8 Via da me, voi tutti malfattori;
poiché il SIGNORE ha udito la voce del mio pianto.
9 Il SIGNORE ha ascoltato la mia supplica,
il SIGNORE accoglie la mia preghiera.
10 Tutti i miei nemici siano confusi e grandemente smarriti;
voltino le spalle per la vergogna in un attimo.
È strano pensare che un coro possa cantare un salmo cosi pieno di
disperazione. La tristezza ha riempito il cuore e l’anima di Davide: le sue
lacrime sono abbondanti. Sia le sue difficili circostanze che il comportamento
dei malvagi sono senza tregua e lo sfiniscono.
Una persona che conosce Dio può veramente sperimentare
questo tipo di disperazione? Dio ne sarà offeso? Dimostra forse una
mancanza di fede e fiducia in Dio? Se mai dovessimo sentirci così scoraggiati
cosa dobbiamo fare? Dobbiamo nasconderlo? Dobbiamo pentirci?
Davide si rende conto che Dio ha il diritto di
riprenderlo. Ha il diritto di disciplinarlo. Egli dipende completamente da Dio.
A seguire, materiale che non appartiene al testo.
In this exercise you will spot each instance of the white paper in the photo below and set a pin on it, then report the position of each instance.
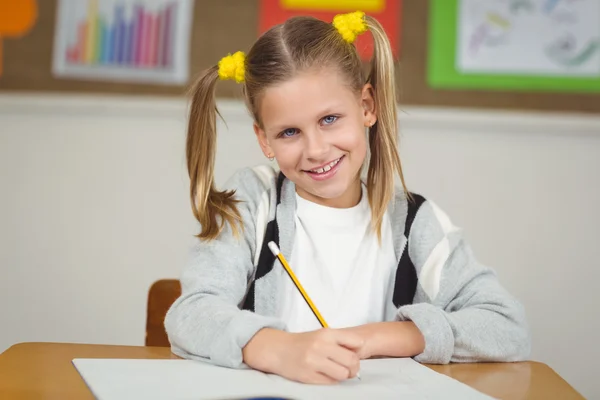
(143, 41)
(536, 37)
(113, 379)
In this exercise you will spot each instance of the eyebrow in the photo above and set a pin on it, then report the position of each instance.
(330, 110)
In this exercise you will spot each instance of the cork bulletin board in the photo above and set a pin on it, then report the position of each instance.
(223, 26)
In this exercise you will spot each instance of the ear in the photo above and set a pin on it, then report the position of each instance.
(261, 136)
(367, 99)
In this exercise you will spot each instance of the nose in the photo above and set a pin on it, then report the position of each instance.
(316, 146)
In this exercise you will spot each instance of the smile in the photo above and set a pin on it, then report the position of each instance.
(326, 171)
(325, 168)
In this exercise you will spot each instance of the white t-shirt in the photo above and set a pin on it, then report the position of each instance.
(342, 267)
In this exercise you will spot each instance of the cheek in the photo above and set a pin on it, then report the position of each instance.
(288, 155)
(355, 142)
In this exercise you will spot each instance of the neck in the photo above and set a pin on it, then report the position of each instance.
(350, 198)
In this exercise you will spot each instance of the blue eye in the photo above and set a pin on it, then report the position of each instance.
(289, 132)
(330, 119)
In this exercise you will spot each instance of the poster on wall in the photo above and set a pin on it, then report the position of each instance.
(387, 12)
(139, 41)
(515, 44)
(16, 19)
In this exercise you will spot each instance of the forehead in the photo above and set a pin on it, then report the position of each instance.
(305, 97)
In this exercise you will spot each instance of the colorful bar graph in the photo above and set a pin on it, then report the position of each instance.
(134, 37)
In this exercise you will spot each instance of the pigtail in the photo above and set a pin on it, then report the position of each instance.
(383, 136)
(211, 207)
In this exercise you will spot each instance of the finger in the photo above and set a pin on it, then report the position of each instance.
(333, 370)
(318, 378)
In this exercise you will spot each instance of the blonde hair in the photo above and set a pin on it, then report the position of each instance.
(299, 44)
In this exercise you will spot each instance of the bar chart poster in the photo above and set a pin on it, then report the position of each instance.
(140, 41)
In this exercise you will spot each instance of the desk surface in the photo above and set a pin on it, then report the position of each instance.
(44, 370)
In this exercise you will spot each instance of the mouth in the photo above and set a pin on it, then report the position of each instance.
(326, 171)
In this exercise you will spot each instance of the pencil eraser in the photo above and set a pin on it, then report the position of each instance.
(274, 248)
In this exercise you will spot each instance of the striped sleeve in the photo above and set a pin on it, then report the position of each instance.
(462, 310)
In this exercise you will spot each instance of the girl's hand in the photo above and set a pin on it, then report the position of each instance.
(325, 356)
(389, 339)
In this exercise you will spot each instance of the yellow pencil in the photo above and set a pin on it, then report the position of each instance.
(275, 250)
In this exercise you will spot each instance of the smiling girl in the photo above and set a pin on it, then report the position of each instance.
(387, 269)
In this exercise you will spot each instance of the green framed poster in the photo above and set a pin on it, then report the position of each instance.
(514, 45)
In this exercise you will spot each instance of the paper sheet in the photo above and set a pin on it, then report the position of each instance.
(537, 37)
(113, 379)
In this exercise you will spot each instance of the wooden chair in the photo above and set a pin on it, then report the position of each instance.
(161, 295)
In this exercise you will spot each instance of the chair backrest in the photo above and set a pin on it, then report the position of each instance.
(161, 296)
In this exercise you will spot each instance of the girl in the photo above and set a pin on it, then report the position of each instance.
(387, 269)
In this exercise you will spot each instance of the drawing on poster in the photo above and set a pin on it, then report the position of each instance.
(537, 37)
(143, 41)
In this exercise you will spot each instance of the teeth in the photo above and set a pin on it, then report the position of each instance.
(326, 168)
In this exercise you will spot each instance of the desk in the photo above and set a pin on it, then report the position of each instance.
(44, 370)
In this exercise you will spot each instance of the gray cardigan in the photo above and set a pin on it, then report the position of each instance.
(230, 287)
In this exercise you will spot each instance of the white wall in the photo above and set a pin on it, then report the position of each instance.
(94, 208)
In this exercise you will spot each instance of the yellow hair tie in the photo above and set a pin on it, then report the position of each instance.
(350, 25)
(233, 67)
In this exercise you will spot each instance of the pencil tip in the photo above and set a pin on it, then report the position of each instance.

Il salmista non perde mai di vista il fatto che Dio ha il diritto di agire come
Egli vuole.
Davide ricerca la grazia, infatti si aggrappa alla
misericordia di Dio, cioè al suo amore immutabile. Si, Davide è sfinito dai
suoi problemi, ma nonostante tutto continua a dipendere dal Signore. Dio
non ci ha mai chiesto di fare finta che le nostre situazioni siano piacevoli o
facili, ma si aspetta che le nostre difficoltà ci spingano tra le sue braccia
amorevoli.
Questi pensieri devono aiutarci anche quando siamo
chiamati a confortare altri credenti che stanno attraversando momenti
difficili. Non dobbiamo minimizzarli o riprenderli per la realtà delle loro difficoltà.
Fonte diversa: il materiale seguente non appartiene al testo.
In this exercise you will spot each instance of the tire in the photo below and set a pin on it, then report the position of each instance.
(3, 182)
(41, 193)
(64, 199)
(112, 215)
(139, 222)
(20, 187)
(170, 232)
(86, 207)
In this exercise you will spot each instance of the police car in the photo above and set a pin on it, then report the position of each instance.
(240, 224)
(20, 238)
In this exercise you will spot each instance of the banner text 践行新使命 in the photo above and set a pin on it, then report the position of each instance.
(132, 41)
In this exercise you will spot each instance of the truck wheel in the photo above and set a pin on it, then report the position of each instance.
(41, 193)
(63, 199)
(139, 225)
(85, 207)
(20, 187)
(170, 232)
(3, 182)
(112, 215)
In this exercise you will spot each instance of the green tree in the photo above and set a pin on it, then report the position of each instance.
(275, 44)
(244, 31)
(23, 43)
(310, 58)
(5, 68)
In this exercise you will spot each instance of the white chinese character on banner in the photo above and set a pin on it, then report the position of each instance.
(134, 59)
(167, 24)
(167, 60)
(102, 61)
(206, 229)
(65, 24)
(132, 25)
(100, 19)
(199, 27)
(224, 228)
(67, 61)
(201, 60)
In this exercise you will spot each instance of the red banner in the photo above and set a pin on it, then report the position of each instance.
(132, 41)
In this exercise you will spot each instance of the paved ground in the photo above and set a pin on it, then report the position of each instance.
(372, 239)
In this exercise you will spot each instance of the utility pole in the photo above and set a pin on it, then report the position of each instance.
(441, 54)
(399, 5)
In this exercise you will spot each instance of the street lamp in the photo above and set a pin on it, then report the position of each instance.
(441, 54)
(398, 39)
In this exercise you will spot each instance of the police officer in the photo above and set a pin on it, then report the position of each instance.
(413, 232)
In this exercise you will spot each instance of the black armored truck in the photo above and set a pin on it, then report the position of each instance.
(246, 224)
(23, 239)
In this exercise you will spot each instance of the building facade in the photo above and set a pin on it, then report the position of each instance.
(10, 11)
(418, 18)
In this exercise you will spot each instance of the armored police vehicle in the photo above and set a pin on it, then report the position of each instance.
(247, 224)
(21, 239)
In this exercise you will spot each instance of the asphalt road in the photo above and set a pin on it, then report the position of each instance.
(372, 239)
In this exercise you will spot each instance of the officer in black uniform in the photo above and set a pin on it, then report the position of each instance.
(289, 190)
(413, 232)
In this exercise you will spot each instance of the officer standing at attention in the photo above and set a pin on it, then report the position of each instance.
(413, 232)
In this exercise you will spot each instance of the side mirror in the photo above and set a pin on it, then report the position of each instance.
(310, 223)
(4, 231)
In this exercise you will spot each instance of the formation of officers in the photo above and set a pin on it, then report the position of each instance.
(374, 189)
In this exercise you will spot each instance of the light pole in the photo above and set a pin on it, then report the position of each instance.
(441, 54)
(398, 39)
Siamo, però, chiamati a dirigere il loro sguardo al Signore che è dietro alle
loro prove.
Davide fa una domanda molto semplice: “Fino a quando?”.
Non ha senso ribellarsi; sta soltanto chiedendo grazia, sta ricordando a se
stesso e a Dio la realtà della Sua misericordia. Questo amore è immeritato, è
un amore che è iniziato prima della fondazione del mondo, non cambia mai, è
eterno. Questo amore ci spinge a dipendere umilmente da Dio che con nostra
sorpresa ci ama così tanto.
È interessante che Davide ricorda a Dio che non lo potrà
lodare da morto. L’implicazione è che lo stava facendo e non voleva smettere.
Le circostanze che sta affrontando gli causano notti insonni piene di pianto e
tristezza, ma non lo trattengono dall’adorazione. Ricordiamoci che sta scrivendo
un salmo ispirato da Dio che doveva essere cantato in pubblico.
Sotto l’ispirazione di Dio, Davide stabilisce la realtà
delle difficoltà vere, della tristezza reale e di una speranza viva. La
sua tristezza lo sfinisce ma non lo lascia senza speranza; egli sa che il
Signore sta ascoltando sia le sue lacrime che la sua adorazione.
Davide sa che Dio risponderà e che alla fine i suoi nemici
saranno sconfitti e svergognati. La sua preghiera non è accettata da Dio perché
il suo comportamento sia perfetto o perché la sua sofferenza sia sufficiente,
ma, come ha detto chiaramente, solamente per la misericordia e grazia di Dio.
Questo salmo mi dà grande conforto. Dio non è sorpreso dalle
mie lacrime. Il dolore e la sofferenza sono normali per gli uomini, anche
quelli che Dio ama. Questo salmo mi ricorda che Dio ascolta le nostre preghiere
e risponderà secondo la sua grazia.
Si,
soffriremo, ma nella sofferenza, non perdiamo di vista Dio!